Proposed changes to racial discrimination law stir contention

MANY parents would take their children to parks to have some fun. But Ah-kiu (not her real name), a 43-year-old mother, is afraid to do so as she and her children have been called "locusts" with spite in a park twice.

Locust is a pejorative term that some locals use in referring to immigrants or visitors from the Mainland. In their minds, the mainlanders have encroached on Hong Kong's resources like pests.

Ah-kiu came to Hong Kong from the Mainland in 2008 to reunite with her family. On one occasion, a woman scolded her as a "locust" when Ah-kiu asked her to move aside of a slide so that her daughter could play on it. On another occasion, Ah-kiu and a friend went to a park with their children, and a man passing by mumbled: "Those locusts give birth to so many children."

The Equal Opportunities Commission, Hong Kong 's statutory body responsible for enforcing anti- discrimination laws, sees a need to combat the kind of discrimination that Ah-kiu has suffered by legislation.

In July, the commission started a consultation exercise to gauge public opinion on whether the scope of the Race Discrimination Ordinance should also outlaw discrimination on the grounds of "nationality, citizenship, residency or even though they are ethnically the same as Hong Kong people.

At the public forums held by the commission, some locals strongly opposed the proposed amendment. They were worried that people from the mainland would become "the privileged". In an article published in the Chinese language newspaper Ming Pao in October, Mr Fan Kwok-wai, a Legislative Council member who launched a pro- locals campaign called Hong Kong First, says the proposed amendment would strip the permanent residents of their priority over new immigrants, and thus cause a fierce competition for public resources between the two groups.

But Mr York Chow Yat-ngok, Chairman of the Equal Opportunities Commission, has countered that including newcomers or visitors from the Mainland under the Race Discrimination Ordinance will not give them social welfare or political rights enjoyed by Hong Kong permanent residents.

In an article also published in Ming Pao, Mr Chow says amending the law would protect both groups from discrimination. Referring to media reports about Hong Kong people allegedly not getting proper service at some shops in Tsim Sha Tsui selling luxury goods, he says amending the Race Discrimination Ordinance would benefit Hong Kong people as this kind of conduct would be an infringement of the amended law.

Miss Sze Lai-shan is a social worker of the Society for Community Organisation, a human rights group promoting equality among community members. She believes the amended law would provide a legal foundation for protecting the rights of mainland immigrants.
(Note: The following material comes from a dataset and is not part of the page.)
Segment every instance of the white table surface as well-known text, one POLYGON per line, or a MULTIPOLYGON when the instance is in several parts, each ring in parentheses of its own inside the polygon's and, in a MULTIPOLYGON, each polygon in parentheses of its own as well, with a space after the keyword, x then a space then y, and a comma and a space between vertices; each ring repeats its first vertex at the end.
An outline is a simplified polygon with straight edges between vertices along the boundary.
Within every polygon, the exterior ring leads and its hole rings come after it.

Miss Sze's organisation conducted a survey in September of newcomers from the mainland. It found that middle-aged female immigrants with low education faced severe discrimination in both the workplace and in their daily lives. Some were rejected for a job or scolded by vegetable vendors just because of their mainland origin, according to the survey. "There is currently no legal channel to lodge complaints about those discriminatory acts," said Miss Sze. She believes that people would continue to insult the new immigrants if there was no change in the law.
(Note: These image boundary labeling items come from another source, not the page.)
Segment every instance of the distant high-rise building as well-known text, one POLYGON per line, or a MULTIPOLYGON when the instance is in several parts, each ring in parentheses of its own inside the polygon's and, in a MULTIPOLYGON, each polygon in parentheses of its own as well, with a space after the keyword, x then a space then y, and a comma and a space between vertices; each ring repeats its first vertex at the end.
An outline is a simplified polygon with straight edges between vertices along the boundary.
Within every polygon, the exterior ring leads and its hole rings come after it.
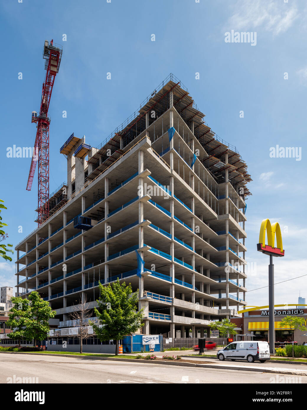
MULTIPOLYGON (((301 297, 300 296, 299 296, 299 297, 298 297, 298 304, 299 305, 305 305, 305 303, 306 303, 306 299, 305 298, 301 298, 301 297)), ((304 308, 305 308, 306 307, 305 306, 300 306, 300 307, 304 308)))
POLYGON ((3 286, 0 288, 0 303, 5 303, 11 300, 13 296, 13 288, 3 286))

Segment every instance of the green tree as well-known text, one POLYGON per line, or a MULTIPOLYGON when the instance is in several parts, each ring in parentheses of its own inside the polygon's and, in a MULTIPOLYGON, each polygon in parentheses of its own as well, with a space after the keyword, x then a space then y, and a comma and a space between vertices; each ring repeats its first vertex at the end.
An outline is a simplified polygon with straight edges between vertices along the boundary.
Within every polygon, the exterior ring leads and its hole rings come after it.
MULTIPOLYGON (((4 202, 2 199, 0 199, 0 203, 4 202)), ((3 203, 0 203, 0 213, 1 213, 2 209, 7 209, 6 207, 5 206, 3 203)), ((0 215, 0 242, 4 241, 7 237, 7 234, 6 234, 5 231, 2 229, 4 226, 7 226, 7 223, 5 223, 2 222, 2 217, 0 215)), ((11 249, 8 249, 7 246, 11 248, 13 245, 11 244, 8 244, 5 245, 4 244, 0 244, 0 256, 1 256, 5 259, 5 260, 11 261, 12 258, 10 256, 7 255, 7 252, 10 252, 11 253, 14 253, 14 252, 11 249)))
POLYGON ((299 330, 303 332, 307 330, 305 326, 305 321, 302 317, 299 317, 298 316, 285 316, 280 322, 280 325, 282 328, 289 326, 291 330, 292 333, 292 358, 294 359, 294 331, 299 330))
POLYGON ((141 323, 143 309, 136 311, 138 289, 133 293, 131 284, 126 286, 124 282, 121 285, 118 278, 112 286, 110 284, 104 286, 99 283, 99 288, 98 309, 95 308, 94 310, 102 326, 91 324, 100 340, 116 341, 115 355, 117 355, 119 340, 144 326, 141 323))
POLYGON ((47 338, 49 331, 49 319, 54 317, 55 310, 52 310, 47 301, 44 301, 37 293, 31 292, 28 296, 30 307, 25 322, 25 334, 27 340, 37 340, 47 338))
POLYGON ((236 325, 232 323, 229 319, 223 319, 221 321, 210 322, 209 326, 211 330, 218 330, 222 337, 225 337, 227 333, 233 335, 237 334, 237 332, 234 330, 236 327, 236 325))
MULTIPOLYGON (((26 339, 25 336, 26 323, 30 310, 29 301, 23 299, 20 296, 12 296, 11 300, 13 305, 9 310, 9 320, 6 324, 12 329, 8 334, 10 339, 18 340, 20 347, 21 341, 26 339)), ((31 338, 32 339, 32 338, 31 338)))

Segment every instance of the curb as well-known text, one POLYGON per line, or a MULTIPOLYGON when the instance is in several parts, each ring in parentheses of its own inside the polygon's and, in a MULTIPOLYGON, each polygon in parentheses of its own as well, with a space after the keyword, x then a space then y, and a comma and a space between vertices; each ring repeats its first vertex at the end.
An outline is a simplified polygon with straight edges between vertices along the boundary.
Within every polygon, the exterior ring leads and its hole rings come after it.
MULTIPOLYGON (((181 357, 183 357, 183 356, 181 356, 181 357)), ((187 356, 185 356, 184 357, 186 357, 186 358, 190 358, 191 359, 195 359, 195 358, 197 358, 197 357, 198 357, 198 358, 199 358, 199 357, 201 357, 201 358, 202 357, 204 359, 214 359, 215 358, 215 359, 216 359, 216 356, 212 356, 211 357, 210 357, 210 356, 188 356, 188 355, 187 355, 187 356)), ((243 361, 244 361, 244 360, 243 360, 243 361)), ((268 363, 281 363, 282 364, 305 364, 305 365, 306 365, 306 364, 307 364, 307 362, 300 362, 300 361, 295 361, 295 362, 290 362, 290 361, 289 361, 289 360, 266 360, 266 361, 268 363)), ((238 362, 240 362, 239 360, 238 360, 238 362)))
MULTIPOLYGON (((34 353, 31 352, 0 352, 1 353, 10 353, 13 354, 28 354, 28 355, 39 355, 46 356, 46 354, 44 353, 34 353)), ((55 356, 60 357, 74 358, 82 359, 94 359, 96 360, 110 360, 114 362, 133 362, 135 363, 147 363, 149 362, 152 364, 162 364, 165 365, 169 364, 171 366, 181 366, 184 367, 202 367, 205 369, 222 369, 225 370, 242 370, 243 371, 259 371, 261 373, 279 373, 282 374, 290 374, 299 376, 307 376, 307 371, 294 371, 291 370, 287 370, 283 369, 268 369, 267 367, 249 367, 246 368, 246 366, 225 366, 221 364, 204 364, 199 363, 185 363, 179 362, 173 362, 170 360, 167 361, 162 361, 158 360, 156 362, 155 360, 142 360, 141 359, 124 359, 121 358, 101 358, 97 356, 79 356, 78 355, 58 355, 52 353, 50 356, 55 356)))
She said she had also encountered hostilities when she helped mainland immigrants, like being yelled at, with people telling her to "go to hell", at public sessions about the law review.

However, Mr Lee Tsz-king, Chairman of the Liberal Party Youth Committee, does not feel it necessary for the Equal Opportunities Commission to make everyone equal. "The Chinese word for discrimination literally means to see people differently. As every individual is different, what's wrong to see everyone differently?" asked Mr Lee.

The Liberty Party has long been opposing stricter anti-discrimination legislation. It is against amending the Race Discrimination Ordinance and laws that would expand the legal definition of marriage.

Mr Lee believes that exposing the new immigrants to the mainstream society is more helpful than setting them apart or protecting them by law. "They need to learn how to deal with discrimination instead of being given privileges," he said.